Filter Systems

Our filter systems:

NOTE #1: The state code requires that both the filter and the irrigation attached to it be approved for untreated greywater. Every ReWater filter system shown above used ReWater’s approved underground drip irrigation network and is a complete, permitted, operating ReWater® System.

NOTE #2: The ReWater® systems shown in the above links were engineered for a specific landscape. They will be incorrect for any other landscape.

All drawings and copyright are owned by ReWater Systems. All rights reserved.

Our Filters are Tailored to Irrigation Needs

Our single family and multi-family systems all work on the same principle. We size your system according to your landscape’s needs. They then filter and use the greywater immediately as it’s produced, according to the irrigation program(s) set by your landscaper. This process keeps organically rich greywater full of oxygen, which is great for plants.

Untreated Greywater is Better

We don’t “treat” greywater because plants prefer its nutrients and treatment is not usually required. Consequently, our time-proven greywater systems save homeowners tens of thousands of dollars and apartment owners hundreds of thousands of dollars in acquisition, operation, and maintenance costs for a graywater system.

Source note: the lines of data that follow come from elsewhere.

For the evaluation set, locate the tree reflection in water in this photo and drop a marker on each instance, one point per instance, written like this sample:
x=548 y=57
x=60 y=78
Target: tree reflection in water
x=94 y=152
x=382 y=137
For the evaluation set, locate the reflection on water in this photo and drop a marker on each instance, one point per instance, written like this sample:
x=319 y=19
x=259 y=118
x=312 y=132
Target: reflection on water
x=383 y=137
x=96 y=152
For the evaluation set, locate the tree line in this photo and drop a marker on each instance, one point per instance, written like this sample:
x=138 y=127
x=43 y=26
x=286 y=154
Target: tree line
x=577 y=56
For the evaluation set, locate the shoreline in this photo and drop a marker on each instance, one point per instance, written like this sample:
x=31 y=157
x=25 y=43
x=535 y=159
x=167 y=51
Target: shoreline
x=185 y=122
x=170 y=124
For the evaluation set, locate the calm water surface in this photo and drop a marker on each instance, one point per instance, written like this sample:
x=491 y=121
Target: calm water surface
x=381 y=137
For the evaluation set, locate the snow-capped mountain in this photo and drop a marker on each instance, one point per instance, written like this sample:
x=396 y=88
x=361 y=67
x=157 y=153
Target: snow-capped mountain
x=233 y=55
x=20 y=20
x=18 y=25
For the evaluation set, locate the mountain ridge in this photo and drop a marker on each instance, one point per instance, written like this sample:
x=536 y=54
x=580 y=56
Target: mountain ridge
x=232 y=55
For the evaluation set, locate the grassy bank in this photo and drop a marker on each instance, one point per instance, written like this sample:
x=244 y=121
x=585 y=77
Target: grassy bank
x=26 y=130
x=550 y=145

This also results in relatively small filter systems that require very little space compared to treated greywater systems. In an apartment building, our system will save you additional tens of thousands of dollars in building footprint costs compared to treated greywater systems.

Rain Harvesting

Rain can be harvested and filtered then added to any ReWater system to satisfy Low Impact Development (LID) mandates and/or to earn LEED points. Don’t buy two systems just because you have two types of water. Ask us how to legally use the same system for both!

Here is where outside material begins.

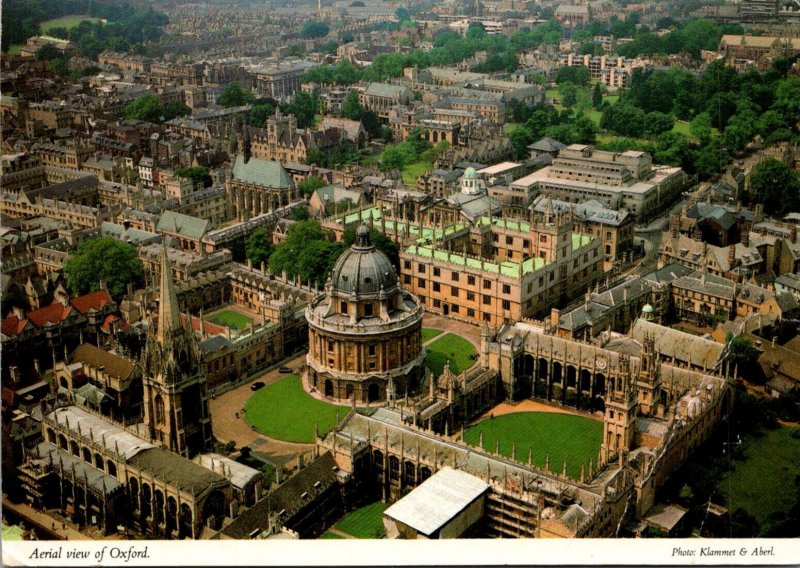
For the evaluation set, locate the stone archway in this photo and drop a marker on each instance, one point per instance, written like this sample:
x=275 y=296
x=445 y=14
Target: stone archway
x=373 y=392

Do it Correctly the First Time

ReWater has been in the greywater irrigation business for over three decades. There’s probably nothing we haven’t successfully dealt with when it comes to on-site water reuse for irrigation. We regularly consult on the design, engineering, permitting, and construction of our greywater irrigation systems, with and without rain.

Call us at (eight oh five) 716-0104 to discuss providing you and your building professionals with construction drawings, permit acquisition assistance, and on-site construction guidance.

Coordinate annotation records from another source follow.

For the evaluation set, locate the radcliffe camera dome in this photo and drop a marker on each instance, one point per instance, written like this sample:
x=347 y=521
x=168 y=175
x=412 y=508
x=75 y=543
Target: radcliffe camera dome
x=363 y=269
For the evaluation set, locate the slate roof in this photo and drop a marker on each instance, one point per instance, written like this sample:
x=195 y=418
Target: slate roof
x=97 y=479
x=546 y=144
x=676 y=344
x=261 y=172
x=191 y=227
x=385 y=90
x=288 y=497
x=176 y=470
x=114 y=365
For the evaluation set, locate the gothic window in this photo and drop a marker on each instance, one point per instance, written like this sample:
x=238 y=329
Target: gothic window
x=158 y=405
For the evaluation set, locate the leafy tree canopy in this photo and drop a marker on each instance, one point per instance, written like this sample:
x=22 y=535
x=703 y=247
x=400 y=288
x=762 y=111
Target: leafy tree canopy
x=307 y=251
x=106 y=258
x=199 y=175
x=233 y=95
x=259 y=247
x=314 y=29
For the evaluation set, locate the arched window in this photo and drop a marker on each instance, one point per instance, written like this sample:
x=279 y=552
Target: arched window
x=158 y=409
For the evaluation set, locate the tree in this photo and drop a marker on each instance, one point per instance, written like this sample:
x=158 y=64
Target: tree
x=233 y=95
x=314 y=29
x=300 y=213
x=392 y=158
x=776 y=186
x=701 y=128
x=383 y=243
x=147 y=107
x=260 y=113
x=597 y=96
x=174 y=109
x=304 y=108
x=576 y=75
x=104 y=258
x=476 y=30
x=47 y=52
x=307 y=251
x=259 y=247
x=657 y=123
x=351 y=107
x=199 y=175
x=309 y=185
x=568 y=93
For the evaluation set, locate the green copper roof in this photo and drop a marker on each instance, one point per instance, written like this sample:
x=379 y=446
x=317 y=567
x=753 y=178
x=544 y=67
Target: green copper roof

How a ReWater filter system operates

As shown in the drawing of the single-family system below, when float switch (M) rises on greywater in tank (A), if irrigation is programmed for that day, ReWater controller (13) signals pump (L) to start, which sends greywater to the top of sand filter vessel (I) and down through the sand. The sand traps the hair, lint, and other debris in tiny spaces between sand particles.

Filtered (“untreated”) greywater then travels out to a series of irrigation valves using ReWater’s emitters (1) as programmed for use in the landscape.

Our controller starts and stops in the irrigation program(s) throughout a 24-hour day based on greywater availability, sending a small dose of filtered greywater to each irrigation valve sequentially, as programmed for that day. This spreads greywater evenly around the landscape, until all valve times are satisfied.

At the end of each day, if all valves weren’t satisfied with greywater, valve (O) is opened to pressurize all the valves with city water. Then, any balance of irrigation is provided with city water.

How Our Filter Systems Satisfy LID

In Los Angeles County or the City of Los Angeles, supplemental city water is stored in a second tank, where a pump pressurizes the stored water on command. That tank receives additional city water via an air gap as needed to stay full. Incorporating a larger rain storage tank here can satisfy your LID requirements. All water is then used in the same irrigation system.

Each system could look a little different. For example, multi-family systems have two-chamber concrete greywater
surge tanks, but they all operate on the same principles. This schematic is for illustration purposes only.

A Self-Cleaning Filter

Our controller backwashes the sand filter based on accumulated irrigation run-time. On that signal, debris captured in sand filter (I) is automatically removed by the controller rotating 3-way valve (H), then opening city water valve (J), allowing city water to rush into the bottom of sand filter (I). That water lifts the debris out through one-way valve (N) to the sewer. Finally, the controller resets everything for the next day’s irrigation schedule.

Systems within Los Angeles County or the City of Los Angeles will store the city water in a second tank, where a pump will send the stored water through the sand filter for cleaning. That tank is often a large rain tank that satisfies LID requirements.